We had just gained the platform when Eliza staggered to us, giving Wilfred a mighty shove that drove him to the floor. Half carrying him as I had been, I would have been borne along with Wilfred, but Eliza reached out a gore-stained hand and pulled me back, wrapping one arm around my throat as she jammed the pointed edge of the poker into my side.
“Eliza!”
Halfway down the stairs in front of us stood Julius Elyot. At the sight of him, Eliza bared her teeth.
“You will not stop me, Julius,” she told him. “Not this time.”
“Eliza, what have you become?” he asked, his expression bereft. “How could you do that to Ambrose?”

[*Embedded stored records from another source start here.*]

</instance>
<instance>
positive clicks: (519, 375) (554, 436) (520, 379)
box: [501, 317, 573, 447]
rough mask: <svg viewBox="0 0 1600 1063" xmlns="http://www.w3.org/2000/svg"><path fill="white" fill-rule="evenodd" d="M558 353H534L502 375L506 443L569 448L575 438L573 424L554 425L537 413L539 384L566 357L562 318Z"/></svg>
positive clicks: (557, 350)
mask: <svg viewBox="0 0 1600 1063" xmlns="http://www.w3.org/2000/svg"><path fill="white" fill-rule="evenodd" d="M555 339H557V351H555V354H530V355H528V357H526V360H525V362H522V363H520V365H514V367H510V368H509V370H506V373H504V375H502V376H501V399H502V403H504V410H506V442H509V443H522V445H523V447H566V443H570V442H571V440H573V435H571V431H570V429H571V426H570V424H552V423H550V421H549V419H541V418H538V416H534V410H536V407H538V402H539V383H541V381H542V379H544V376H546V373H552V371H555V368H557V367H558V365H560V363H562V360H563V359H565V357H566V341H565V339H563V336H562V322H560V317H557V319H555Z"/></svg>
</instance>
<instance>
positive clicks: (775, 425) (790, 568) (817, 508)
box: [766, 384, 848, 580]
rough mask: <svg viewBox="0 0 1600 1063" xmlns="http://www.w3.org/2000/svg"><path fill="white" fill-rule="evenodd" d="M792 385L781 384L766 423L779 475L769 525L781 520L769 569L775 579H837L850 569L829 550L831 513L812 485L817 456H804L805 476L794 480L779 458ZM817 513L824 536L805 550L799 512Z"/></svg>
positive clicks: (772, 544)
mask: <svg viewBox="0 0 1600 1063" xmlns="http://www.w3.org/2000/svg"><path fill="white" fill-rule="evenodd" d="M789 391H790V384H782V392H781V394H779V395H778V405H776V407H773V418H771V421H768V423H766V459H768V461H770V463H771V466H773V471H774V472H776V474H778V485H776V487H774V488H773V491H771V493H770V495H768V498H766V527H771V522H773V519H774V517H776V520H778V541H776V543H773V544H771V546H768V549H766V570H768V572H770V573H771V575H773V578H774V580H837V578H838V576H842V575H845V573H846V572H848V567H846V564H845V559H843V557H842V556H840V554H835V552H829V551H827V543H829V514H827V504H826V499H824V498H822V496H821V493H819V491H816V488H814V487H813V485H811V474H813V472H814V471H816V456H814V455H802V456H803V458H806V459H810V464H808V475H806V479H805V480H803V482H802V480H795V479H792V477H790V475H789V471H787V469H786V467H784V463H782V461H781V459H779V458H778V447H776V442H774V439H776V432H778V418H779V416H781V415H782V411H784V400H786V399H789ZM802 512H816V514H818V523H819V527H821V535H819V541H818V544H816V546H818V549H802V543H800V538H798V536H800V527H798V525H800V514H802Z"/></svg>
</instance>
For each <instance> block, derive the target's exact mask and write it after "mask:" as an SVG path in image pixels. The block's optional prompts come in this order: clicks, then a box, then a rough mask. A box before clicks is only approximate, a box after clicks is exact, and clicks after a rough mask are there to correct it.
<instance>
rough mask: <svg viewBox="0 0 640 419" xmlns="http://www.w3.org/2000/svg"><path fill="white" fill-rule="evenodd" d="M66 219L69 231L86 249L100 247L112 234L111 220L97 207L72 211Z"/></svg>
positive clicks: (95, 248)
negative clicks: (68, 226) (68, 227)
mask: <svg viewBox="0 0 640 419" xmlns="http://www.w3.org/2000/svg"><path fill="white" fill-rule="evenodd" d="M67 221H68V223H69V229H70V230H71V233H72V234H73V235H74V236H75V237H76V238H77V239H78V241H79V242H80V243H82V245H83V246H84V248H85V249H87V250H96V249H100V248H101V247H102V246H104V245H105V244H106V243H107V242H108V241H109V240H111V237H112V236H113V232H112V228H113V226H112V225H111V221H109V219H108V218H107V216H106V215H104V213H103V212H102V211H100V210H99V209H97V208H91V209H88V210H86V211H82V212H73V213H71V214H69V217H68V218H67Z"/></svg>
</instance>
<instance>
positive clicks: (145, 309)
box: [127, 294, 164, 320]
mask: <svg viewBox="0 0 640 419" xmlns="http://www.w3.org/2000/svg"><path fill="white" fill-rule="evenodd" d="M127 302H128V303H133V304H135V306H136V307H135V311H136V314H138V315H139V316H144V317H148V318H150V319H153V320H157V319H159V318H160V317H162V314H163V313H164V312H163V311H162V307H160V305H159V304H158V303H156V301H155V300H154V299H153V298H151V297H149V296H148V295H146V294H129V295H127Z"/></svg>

“How could I not?” she demanded. Her grip did not loosen as she raged at him. “The pair of you took everything from me. Do you know what I could have become if it were not for you? Always thinking you knew best! But you didn’t, Julius. You were nothing to me.” She fairly spat the words. “You were so envious of me, you couldn’t bear to see my success so you destroyed it.”
“Success!” Julius descended a step. “Eliza, you were in the grip of madness. Ambrose and I did not understand it at first, and for that we are to blame. And when we did understand it, we permitted it to go on far too long.”
“Permitted. Who are you to permit or deny me anything?”